Controlled Articular Rotations (CARs)
Controlled movements like when you do CARs enhances joint function without exacerbating swelling.
CARs became a key component of my approach to lymphedema management and the name of the game with this type of exercise is SLOW and STEADY.
This type of movement is absolutely crucial in going slow, like painfully slow. You really want to engage all of those super tiny muscles to give them some love like we do with those bigger muscles in our body.
Incorporating moderate-intensity activities proved to be a positive impact in stimulating lymphatic circulation without triggering adverse effects.

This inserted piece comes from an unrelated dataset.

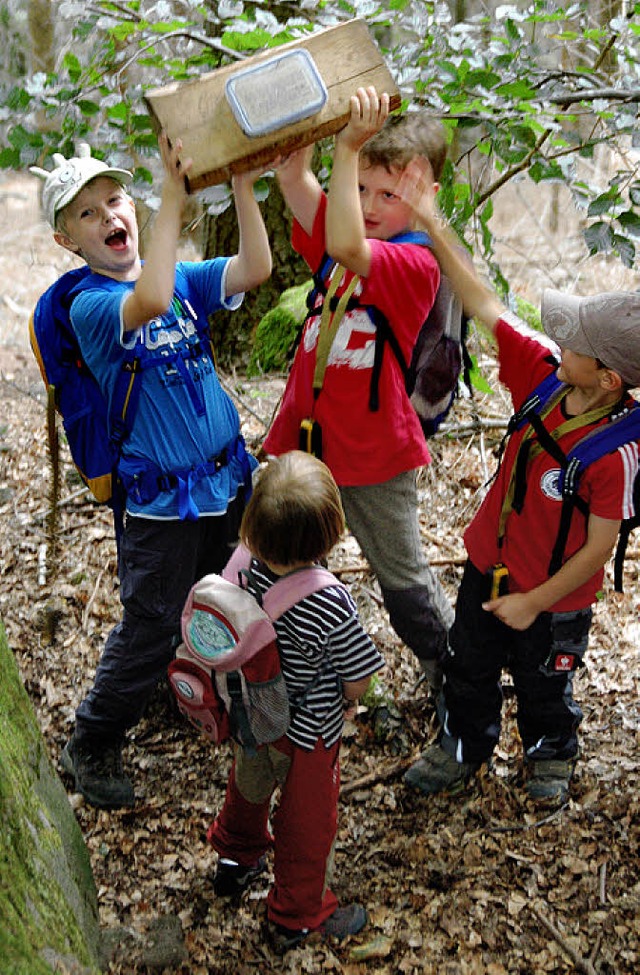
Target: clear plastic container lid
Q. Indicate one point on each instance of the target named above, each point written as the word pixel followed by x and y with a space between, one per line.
pixel 276 93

Studies like “Cardiorespiratory Fitness in Women with and without Lymphedema following Breast Cancer Treatment“, show how women with lymphedema have lower cardio output than those without and that’s very concerning.
Our bodies are built with internal pumps and engaging in cardio exercises will help naturally pump the fluid within our bodies – especially our lymph!
Gentle mobility exercises are the final piece of the puzzle that acts as allies in preventing stiffness and facilitating fluid movement, fostering an improved sense of well-being.
Being able to have mobile joints equals freedom for our extremities to move without pain, which means the fluid in our bodies has the ability to move as well!
Think of it this way, if our joints hurt when we move a specific way then it can cause an inflammatory response which can create a “dam” and back-up fluid to that extremity… which is what lymphedema is!
As a Breast Cancer Survivor
and cancer exercise specialist, my journey is a testament to the astounding evidence supporting the positive impact of exercise on lymphedema management.
Being able to draw on my own experiences and scientific studies allows me to help create a narrative of empowerment and resilience. I hope that this perspective serves as a guiding light for those navigating the path of breast cancer and lymphedema management.
Remember to always speak with your medical team before engaging in any new physical activity and always work with someone who understands where you are in your diagnosis!